Must we call it that
What’s wrong with spa break
Or, you know, plain old holiday
Em writes:
Don’t be a naysayer Stella, this trip is all about our Saturn Returns baby!
I let out a snort.
‘Y’alreet, pet?’ asks Carl.
‘Sorry,’ I splutter. ‘It’s just one of my best friends is big into astrology and has decided that this trip will be all about our Saturn Return. And I, well, I guess you’d say the other friend and I aren’t big believers in the zodiac.’
‘What’s a Saturn Return when it’s at home?’ asks Carl.
It’s a valid question.
‘Well, Carl,’ I say, adopting a schoolmarm-ish tone.
‘It takes Saturn around twenty-nine years to orbit the sun, which means that every twenty-nine years or so, we experience a major period of change.’ If I sound like I’m reading from a fact book, it’s because Em has been bombarding us with astrological concepts since we met, and grilling us on this particular phenomenon for the past few months.

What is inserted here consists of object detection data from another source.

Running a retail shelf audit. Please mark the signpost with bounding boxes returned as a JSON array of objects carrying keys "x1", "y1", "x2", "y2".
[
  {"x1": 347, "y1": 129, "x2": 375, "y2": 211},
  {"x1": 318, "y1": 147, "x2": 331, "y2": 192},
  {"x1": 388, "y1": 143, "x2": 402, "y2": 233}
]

For such a sweet human being, she gets quite cross if we get anything wrong.
‘So your Saturn Return happens when the planet lands in the same place in the sky as it was when you were born. It creates an exact snapshot of the sky on your birth day.’
‘Riiiiight,’ says Carl. ‘So . . . ?’
‘So, many people see their Saturn Return as an astrological coming of age, Carl. According to my friend Em, the three of us should all be expecting big things because we’re all twenty-nine.’
‘Big things, eh?’
‘Yes.’ I nod sagely. ‘We’re talking milestones, break-ups, make-ups, big career decisions, unexpected shake-ups.
You name it, it could happen. If you believe in all that, obvs.
Me and Stella don’t, but Em is insisting that this week away will be in celebra-tion of our Saturn Return and if it means that the three of us get to spend some much-needed time together, then I’m more than happy to go along with it. ’
‘Three best friends spending seven days in a posh hotel during an astrological coming of age?’ Carl whistles. ‘Sounds like things could get interesting.’